Im Jahr 2007 nahm die Zahl der Verurteilten im Vergleich zum Vorjahr um 1 900 Personen bzw. 1,6 % zu. Vor allem bei den Jugendlichen war – trotz rückläufiger Einwohnerzahl in dieser Altersgruppe – ein deutlicher Zuwachs zu verzeichnen. Der Anteil der Frauen an der gerichtlich registrierten Kriminalität erreichte seinen bisherigen Höchststand, jedoch richtete sich insgesamt nicht einmal jeder fünfte Schuldspruch gegen eine Frau. Der Anteil der ausländischen Verurteilten an den insgesamt Verurteilten stieg nach seinem Tiefststand im Jahr 2006 geringfügig an. Die Verurteiltenhäufigkeit lag bei der Altersgruppe der Heranwachsenden mit Abstand am höchsten. Jeder 28. Heranwachsende wurde im Jahr 2007 vor einem Gericht schuldig gesprochen.
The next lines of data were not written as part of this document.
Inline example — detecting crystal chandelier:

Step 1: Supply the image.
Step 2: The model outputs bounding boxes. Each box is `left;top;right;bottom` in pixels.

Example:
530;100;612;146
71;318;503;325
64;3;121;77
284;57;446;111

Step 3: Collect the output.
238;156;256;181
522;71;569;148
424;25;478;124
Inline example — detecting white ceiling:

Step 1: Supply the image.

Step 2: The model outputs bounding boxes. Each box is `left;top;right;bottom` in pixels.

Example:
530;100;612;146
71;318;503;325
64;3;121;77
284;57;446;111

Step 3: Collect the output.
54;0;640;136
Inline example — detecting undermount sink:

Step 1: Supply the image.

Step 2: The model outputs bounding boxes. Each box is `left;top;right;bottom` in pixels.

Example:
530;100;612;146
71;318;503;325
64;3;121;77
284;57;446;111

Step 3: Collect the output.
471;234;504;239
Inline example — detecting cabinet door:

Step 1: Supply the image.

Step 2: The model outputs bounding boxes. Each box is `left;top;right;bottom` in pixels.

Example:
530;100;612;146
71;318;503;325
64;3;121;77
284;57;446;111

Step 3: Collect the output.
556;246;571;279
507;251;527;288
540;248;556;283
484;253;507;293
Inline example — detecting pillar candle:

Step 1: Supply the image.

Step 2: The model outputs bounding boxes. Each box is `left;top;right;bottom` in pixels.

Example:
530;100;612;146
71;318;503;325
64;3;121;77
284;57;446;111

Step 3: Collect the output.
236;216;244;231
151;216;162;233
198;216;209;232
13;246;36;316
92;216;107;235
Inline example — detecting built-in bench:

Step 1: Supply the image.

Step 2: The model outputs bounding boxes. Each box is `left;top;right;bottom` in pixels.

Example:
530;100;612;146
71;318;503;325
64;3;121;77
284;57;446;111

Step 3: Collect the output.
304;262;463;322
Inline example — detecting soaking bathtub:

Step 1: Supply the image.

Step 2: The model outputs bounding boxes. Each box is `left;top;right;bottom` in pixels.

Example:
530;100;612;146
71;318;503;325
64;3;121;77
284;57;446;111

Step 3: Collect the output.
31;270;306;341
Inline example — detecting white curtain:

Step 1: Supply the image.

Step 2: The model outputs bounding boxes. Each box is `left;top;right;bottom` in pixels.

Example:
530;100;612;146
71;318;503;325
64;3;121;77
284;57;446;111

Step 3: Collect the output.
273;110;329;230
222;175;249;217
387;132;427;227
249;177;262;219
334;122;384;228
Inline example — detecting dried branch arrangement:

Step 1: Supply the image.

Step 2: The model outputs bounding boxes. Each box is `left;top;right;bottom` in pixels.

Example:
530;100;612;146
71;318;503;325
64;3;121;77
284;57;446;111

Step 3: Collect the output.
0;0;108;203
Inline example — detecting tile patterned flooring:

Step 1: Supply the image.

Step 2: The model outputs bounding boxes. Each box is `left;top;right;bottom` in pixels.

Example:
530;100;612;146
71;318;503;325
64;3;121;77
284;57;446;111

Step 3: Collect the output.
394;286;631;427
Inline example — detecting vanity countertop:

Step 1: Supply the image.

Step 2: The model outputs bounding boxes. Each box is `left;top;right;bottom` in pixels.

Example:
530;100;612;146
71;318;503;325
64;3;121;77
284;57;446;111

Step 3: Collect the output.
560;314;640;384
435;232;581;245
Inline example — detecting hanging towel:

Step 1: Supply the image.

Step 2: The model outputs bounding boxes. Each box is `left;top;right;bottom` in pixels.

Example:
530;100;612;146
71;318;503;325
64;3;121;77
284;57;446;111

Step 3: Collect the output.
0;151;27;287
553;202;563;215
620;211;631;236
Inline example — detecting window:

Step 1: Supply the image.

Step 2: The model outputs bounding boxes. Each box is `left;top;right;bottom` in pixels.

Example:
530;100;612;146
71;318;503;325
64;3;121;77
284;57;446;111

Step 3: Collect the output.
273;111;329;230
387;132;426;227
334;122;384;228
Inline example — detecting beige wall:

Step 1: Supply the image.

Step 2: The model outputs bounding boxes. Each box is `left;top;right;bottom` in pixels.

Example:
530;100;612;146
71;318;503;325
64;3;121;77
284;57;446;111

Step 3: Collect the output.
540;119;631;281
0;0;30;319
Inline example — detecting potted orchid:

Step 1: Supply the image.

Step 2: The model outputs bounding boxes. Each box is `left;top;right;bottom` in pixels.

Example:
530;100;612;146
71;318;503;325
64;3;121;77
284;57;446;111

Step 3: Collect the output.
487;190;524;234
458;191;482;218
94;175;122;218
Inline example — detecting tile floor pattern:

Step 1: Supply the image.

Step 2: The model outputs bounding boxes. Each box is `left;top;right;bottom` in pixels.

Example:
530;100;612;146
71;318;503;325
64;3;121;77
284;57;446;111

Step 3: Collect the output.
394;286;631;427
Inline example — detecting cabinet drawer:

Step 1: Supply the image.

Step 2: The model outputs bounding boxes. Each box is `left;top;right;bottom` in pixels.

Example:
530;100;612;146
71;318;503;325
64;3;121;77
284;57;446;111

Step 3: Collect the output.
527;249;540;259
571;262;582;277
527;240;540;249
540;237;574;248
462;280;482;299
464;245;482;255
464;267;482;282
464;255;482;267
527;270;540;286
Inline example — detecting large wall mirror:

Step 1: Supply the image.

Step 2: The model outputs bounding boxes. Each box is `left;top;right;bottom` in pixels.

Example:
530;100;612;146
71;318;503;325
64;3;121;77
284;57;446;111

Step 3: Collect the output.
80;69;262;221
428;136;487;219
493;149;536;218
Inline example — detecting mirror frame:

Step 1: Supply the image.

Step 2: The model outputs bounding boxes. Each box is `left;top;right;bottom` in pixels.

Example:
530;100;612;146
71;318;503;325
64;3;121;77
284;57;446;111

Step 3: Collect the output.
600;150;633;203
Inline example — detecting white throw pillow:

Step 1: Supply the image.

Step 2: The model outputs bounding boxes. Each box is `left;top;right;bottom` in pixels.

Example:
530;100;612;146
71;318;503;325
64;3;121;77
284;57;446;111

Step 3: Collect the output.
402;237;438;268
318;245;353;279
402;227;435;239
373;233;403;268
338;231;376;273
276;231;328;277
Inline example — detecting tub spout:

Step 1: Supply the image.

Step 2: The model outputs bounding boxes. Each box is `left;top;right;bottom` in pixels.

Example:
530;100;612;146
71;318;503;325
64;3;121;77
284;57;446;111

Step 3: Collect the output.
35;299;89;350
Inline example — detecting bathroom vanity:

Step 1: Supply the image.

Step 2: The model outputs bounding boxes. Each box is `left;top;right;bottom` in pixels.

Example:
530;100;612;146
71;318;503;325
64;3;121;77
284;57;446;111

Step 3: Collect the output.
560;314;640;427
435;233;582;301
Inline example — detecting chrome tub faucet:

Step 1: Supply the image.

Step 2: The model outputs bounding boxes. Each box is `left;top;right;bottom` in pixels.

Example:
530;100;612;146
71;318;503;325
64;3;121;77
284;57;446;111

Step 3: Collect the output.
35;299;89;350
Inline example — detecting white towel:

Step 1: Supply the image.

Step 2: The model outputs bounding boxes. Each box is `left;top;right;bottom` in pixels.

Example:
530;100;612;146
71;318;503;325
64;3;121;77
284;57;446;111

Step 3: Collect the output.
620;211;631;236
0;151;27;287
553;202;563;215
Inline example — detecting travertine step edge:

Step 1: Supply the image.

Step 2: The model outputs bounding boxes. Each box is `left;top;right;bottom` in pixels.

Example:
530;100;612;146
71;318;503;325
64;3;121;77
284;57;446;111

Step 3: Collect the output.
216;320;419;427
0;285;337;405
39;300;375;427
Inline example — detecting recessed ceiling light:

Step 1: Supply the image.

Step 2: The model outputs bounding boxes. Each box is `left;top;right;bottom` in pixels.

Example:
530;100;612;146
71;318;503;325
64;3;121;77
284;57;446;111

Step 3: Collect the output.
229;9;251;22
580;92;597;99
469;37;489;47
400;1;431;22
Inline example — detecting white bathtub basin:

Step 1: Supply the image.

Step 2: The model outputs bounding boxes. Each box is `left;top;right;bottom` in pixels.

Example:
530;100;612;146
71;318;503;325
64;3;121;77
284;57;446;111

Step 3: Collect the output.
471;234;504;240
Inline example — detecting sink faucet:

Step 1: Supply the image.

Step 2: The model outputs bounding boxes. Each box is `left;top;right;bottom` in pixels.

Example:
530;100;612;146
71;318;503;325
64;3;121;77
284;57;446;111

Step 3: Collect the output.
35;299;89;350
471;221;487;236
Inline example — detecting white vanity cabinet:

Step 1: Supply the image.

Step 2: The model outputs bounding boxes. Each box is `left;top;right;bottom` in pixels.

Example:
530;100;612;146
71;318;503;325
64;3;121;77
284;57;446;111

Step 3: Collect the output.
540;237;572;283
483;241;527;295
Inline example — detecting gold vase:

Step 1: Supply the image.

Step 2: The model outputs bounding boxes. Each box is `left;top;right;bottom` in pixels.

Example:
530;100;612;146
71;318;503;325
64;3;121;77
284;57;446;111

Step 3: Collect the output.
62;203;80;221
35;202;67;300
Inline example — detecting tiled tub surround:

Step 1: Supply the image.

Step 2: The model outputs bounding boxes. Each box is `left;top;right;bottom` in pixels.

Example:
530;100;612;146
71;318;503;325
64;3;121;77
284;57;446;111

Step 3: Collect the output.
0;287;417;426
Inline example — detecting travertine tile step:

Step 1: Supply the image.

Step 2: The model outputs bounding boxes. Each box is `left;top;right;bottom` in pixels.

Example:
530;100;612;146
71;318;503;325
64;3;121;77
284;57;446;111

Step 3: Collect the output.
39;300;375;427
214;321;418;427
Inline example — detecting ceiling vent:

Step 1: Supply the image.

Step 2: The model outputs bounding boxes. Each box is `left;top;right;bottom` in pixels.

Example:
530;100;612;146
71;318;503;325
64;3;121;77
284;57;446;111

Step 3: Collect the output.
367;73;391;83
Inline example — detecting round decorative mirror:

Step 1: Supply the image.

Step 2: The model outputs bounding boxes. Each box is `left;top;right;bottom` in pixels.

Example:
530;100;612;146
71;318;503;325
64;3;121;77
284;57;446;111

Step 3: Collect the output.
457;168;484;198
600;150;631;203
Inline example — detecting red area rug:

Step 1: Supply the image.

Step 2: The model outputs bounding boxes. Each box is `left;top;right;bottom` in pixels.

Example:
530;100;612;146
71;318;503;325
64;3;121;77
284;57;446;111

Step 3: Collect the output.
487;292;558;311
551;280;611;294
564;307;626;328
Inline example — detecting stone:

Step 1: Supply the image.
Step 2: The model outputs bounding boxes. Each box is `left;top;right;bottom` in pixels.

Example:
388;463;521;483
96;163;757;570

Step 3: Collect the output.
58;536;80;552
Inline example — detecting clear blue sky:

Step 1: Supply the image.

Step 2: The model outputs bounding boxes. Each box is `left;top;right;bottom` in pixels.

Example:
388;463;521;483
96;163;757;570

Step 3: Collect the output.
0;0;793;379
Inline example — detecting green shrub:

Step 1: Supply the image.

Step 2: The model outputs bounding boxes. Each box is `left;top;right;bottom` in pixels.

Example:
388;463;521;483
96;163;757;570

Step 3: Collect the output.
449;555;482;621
Insgesamt hatten sich im Jahr 2007 in Baden-Württemberg 145 200 Personen in Strafverfahren vor den Gerichten im Land zu verantworten. Wie in den Jahren zuvor endeten rund 85 % aller Strafverfahren für die Angeklagten mit einer rechtskräftigen Verurteilung. In den restlichen rund 21 500 Fällen wurden die Strafverfahren entweder durch Einstellung, Freispruch oder sonstige Entscheidungen wie zum Beispiel der Anordnung von Maßnahmen der Besserung und Sicherung abgeschlossen.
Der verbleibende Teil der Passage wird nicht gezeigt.